15th President of Thomas More University
- Incumbent
- Assumed office June 1, 2019
- Preceded by: David A. Armstrong

5th President of Newbury College
- In office June 1, 2014 – May 31, 2019
- Preceded by: Hannah M. McCarthy
- Succeeded by: office abolished

Personal details
- Education: Binghamton University (BA) Long Island University (MPA) Northeastern University (DLP)

= Joseph L. Chillo =

American academic

Joseph L. Chillo, Jr. is an American college administrator and professor. He is the 15th president of Thomas More University. Chillo was the president of Newbury College from 2014 until its closure in 2019. He is a professor of humanities and American history.

== Education ==
Chillo was a first-generation college student. He earned a Bachelor of Arts at Binghamton University and a master of public administration from Long Island University. He completed a doctorate of law and policy at Northeastern University in 2014.

== Career ==
Chillo was the executive director of enrollment services at St.

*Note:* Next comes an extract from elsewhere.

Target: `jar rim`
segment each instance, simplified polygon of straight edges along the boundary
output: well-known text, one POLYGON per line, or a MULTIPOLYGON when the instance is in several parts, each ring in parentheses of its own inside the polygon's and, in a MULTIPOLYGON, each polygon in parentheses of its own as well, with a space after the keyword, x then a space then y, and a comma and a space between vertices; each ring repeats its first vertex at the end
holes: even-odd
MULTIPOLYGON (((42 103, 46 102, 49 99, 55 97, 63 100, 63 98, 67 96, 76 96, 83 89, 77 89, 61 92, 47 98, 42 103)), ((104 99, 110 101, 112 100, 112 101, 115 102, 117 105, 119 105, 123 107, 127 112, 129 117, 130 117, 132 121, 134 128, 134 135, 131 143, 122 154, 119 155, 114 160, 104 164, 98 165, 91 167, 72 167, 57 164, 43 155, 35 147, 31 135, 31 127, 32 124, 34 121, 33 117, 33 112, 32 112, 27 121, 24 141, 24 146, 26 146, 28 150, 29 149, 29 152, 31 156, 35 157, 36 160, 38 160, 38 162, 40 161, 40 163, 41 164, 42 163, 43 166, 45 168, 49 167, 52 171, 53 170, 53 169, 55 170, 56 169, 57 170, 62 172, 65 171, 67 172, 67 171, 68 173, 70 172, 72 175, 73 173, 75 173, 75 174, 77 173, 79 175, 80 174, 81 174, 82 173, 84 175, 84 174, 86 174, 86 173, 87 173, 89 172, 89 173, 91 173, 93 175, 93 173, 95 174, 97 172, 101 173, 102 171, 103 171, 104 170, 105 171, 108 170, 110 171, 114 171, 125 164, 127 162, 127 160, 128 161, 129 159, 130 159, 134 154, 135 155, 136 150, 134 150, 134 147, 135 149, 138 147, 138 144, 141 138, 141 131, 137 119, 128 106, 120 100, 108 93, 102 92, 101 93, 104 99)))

Thomas Aquinas College. He served as the vice president for enrollment and college relations at Colby–Sawyer College and the vice president for enrollment management at Wheelock College. In 2011, Chillo became the executive vice president of Newbury College. He became the fifth and final president of Newbury in June 2014. He also worked was a professor of humanities and taught courses on American history.

On May 1, 2019, Chillo was named president of Thomas More University.